To convince the State to come up with money for us, they need to be told what could happen if they don’t. It has to be “an offer that they can’t refuse.” The AFD wrote a strong response to the draft EIR prior to the dorms being built. The lack of fire protection is known. And it’s known that it’s been ignored.
The City of Arcata can capitalize on this issue. It will be far cheaper for the State to give money to Arcata and the AFD for fire protection than it would be for them to deal with the issue should even a minor problem occur.
In closing, I will tell this story. It was related to me by a source that I trust completely. And, no, I am not making this up.
Two new freshmen are roommates in the 7-story dorm building. They are living on the fourth floor. They have in their room a hammer and a piece of rope long enough to reach the ground. The hammer is to break the glass window. They were aware that the firefighters in Arcata likely would not be able to help if there were to be a fire in the dorms. These new college students were already aware of the danger of living in that dorm building.
Please consider what I have written here. And, more strongly, please listen to the Chief, the staff, and the members of the Board of the Arcata Fire Protection District. They know what they are doing far more than I do.

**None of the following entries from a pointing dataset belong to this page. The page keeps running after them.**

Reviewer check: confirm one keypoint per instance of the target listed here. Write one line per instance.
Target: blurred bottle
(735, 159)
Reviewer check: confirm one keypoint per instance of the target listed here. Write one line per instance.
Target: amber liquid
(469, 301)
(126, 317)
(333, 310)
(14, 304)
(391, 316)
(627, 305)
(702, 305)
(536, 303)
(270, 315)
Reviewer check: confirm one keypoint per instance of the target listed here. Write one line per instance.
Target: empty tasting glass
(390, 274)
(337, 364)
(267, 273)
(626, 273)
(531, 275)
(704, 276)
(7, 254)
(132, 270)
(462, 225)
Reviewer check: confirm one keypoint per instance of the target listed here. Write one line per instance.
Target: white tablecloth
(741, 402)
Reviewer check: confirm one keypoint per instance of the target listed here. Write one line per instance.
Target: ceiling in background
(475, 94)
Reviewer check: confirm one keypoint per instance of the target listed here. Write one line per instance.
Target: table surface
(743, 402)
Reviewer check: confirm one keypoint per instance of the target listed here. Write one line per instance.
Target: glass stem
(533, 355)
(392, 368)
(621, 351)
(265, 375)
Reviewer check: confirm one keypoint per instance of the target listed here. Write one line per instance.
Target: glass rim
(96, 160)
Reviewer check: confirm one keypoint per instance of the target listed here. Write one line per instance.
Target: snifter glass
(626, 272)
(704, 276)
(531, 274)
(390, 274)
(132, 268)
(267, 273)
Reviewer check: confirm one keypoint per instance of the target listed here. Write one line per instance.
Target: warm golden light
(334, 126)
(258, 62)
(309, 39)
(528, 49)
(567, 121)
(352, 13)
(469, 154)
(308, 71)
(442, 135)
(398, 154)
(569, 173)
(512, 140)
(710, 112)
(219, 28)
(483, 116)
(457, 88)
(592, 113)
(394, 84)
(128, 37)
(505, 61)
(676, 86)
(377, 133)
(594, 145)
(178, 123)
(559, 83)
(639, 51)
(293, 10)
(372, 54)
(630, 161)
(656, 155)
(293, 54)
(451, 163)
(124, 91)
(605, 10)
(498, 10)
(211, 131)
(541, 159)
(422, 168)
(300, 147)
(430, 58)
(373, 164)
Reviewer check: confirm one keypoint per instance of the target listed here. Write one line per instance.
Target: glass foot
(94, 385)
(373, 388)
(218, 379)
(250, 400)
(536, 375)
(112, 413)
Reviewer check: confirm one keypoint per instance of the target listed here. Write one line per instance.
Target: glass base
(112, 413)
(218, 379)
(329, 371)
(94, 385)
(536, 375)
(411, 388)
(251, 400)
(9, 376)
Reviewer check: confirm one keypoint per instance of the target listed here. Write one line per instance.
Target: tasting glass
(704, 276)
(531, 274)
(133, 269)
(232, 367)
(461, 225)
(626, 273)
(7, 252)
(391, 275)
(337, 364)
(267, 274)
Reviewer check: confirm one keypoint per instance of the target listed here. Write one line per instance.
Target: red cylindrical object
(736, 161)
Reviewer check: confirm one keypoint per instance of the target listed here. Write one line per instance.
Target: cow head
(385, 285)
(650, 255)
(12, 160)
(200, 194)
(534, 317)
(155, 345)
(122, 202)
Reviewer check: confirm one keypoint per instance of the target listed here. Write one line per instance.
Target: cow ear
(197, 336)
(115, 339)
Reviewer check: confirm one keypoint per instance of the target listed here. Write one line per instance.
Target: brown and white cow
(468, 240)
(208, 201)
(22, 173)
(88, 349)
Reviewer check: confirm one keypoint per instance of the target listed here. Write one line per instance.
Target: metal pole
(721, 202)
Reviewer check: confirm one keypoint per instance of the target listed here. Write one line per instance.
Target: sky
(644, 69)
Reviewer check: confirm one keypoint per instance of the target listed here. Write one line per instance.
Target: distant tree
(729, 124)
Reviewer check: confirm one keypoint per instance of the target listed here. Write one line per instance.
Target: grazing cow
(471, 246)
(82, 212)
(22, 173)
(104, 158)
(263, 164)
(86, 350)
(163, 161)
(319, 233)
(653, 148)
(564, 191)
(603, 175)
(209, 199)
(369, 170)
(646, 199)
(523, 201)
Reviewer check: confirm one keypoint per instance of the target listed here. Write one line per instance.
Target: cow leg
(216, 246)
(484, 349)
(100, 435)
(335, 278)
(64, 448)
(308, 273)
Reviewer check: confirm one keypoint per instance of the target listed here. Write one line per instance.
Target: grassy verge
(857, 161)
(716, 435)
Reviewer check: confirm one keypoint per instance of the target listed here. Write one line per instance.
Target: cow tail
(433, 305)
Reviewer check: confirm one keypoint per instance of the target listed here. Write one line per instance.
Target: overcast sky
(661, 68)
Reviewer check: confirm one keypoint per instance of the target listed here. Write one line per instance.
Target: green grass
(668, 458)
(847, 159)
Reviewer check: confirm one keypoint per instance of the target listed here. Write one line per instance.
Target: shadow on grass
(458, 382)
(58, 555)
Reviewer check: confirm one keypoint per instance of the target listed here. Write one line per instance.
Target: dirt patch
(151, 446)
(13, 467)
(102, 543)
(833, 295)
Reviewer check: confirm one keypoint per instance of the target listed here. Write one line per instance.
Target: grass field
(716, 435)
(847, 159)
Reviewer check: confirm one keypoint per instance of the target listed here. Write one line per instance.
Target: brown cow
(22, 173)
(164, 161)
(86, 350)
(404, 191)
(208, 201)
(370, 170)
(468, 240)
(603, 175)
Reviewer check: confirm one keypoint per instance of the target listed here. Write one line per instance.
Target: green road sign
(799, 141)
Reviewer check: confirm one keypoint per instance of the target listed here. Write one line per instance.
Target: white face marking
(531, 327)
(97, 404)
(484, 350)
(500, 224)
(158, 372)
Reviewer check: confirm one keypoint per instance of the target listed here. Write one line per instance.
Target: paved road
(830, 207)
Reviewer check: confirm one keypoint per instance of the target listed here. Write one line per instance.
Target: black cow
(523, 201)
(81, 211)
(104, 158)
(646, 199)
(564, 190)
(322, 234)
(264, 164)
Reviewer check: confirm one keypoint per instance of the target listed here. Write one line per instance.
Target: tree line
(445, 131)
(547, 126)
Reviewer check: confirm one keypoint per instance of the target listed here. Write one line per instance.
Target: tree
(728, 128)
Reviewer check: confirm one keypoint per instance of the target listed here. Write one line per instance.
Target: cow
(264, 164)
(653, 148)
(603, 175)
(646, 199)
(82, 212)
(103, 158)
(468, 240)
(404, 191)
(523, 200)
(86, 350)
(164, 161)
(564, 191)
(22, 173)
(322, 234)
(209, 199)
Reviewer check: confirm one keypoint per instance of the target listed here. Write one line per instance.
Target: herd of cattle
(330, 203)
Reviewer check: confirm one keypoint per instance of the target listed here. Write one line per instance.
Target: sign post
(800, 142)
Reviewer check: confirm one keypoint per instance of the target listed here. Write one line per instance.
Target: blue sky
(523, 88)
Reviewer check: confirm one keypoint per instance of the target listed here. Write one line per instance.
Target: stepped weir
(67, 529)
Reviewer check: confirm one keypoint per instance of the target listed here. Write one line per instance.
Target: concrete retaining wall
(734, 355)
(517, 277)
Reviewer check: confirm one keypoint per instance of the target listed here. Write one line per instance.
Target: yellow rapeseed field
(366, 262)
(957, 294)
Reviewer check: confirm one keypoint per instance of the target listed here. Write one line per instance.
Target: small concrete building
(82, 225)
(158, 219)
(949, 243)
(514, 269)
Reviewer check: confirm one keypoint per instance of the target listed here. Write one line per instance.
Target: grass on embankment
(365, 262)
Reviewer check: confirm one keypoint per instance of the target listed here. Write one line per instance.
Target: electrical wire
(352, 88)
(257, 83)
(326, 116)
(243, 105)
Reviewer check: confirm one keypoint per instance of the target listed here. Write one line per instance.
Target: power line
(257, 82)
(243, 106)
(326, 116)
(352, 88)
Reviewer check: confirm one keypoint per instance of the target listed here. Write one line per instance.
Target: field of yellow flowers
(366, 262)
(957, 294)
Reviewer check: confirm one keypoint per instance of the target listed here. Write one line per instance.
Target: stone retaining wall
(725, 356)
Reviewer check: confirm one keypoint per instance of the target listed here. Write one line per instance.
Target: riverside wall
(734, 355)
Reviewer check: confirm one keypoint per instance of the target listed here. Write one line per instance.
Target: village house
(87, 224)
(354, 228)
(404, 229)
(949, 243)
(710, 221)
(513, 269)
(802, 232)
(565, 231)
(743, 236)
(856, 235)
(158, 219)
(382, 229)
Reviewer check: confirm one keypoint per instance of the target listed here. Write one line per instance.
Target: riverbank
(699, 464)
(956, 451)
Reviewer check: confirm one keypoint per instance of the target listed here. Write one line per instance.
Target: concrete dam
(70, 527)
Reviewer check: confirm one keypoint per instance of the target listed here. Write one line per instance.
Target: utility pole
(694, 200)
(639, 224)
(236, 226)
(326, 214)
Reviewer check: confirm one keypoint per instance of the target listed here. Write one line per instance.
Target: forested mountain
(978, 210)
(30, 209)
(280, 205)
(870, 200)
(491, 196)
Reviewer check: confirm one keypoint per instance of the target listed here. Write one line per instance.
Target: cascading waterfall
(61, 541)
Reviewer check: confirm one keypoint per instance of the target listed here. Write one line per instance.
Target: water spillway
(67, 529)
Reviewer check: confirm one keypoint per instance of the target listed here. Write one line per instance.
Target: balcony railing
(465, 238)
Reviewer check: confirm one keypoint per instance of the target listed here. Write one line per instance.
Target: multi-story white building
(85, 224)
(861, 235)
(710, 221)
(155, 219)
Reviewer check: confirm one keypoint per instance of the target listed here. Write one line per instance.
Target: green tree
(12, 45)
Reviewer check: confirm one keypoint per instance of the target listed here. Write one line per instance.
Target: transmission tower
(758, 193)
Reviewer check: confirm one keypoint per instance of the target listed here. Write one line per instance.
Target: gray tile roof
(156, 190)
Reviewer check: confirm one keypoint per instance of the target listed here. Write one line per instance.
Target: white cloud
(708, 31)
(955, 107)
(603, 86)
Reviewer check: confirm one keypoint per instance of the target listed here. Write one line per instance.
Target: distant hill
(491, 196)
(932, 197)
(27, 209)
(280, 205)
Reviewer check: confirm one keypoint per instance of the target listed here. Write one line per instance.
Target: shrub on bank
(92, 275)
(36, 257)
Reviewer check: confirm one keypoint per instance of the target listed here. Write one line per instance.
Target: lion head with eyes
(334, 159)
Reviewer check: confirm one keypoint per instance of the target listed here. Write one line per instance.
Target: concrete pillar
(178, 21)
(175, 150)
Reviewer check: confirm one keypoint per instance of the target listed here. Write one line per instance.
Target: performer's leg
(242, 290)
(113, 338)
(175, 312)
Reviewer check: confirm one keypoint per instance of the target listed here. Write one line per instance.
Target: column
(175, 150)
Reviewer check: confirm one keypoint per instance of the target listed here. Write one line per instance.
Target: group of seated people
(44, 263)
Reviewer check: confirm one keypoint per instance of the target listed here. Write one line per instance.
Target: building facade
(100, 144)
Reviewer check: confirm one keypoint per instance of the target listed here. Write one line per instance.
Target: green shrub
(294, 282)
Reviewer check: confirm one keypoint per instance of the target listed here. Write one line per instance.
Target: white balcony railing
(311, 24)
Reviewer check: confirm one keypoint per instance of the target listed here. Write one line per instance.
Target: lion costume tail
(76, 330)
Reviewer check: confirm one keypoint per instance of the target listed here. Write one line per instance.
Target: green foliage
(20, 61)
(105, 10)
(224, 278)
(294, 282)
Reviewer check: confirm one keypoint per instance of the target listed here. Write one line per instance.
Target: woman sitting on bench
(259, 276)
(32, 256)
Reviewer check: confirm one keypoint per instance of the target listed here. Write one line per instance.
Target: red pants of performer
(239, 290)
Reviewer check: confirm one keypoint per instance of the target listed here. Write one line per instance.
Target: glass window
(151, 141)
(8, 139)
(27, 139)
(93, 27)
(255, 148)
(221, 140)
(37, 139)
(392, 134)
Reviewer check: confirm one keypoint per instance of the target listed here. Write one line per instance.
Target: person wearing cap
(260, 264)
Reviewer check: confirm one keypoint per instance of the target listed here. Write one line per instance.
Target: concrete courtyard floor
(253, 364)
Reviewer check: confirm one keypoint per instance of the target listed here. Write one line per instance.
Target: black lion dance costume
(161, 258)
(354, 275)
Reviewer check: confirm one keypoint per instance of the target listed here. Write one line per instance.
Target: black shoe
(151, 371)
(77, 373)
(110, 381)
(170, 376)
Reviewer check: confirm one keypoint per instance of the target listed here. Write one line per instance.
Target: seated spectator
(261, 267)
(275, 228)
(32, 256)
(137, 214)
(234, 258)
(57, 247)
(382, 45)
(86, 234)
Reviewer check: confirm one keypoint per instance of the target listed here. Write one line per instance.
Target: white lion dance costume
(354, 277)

I want to see some forward progress on this issue. Getting $100,000 or $200,000 here and there is not going to make a big enough difference. I am asking the City Council to do something bold.
Thank you.
Respectfully,
Fred Weis
Note: After that e-mail was sent, I learned that the story about the dorm roommates needs to be corrected. The two students are not freshmen. And the hammer they purchased is one specifically designed to break glass.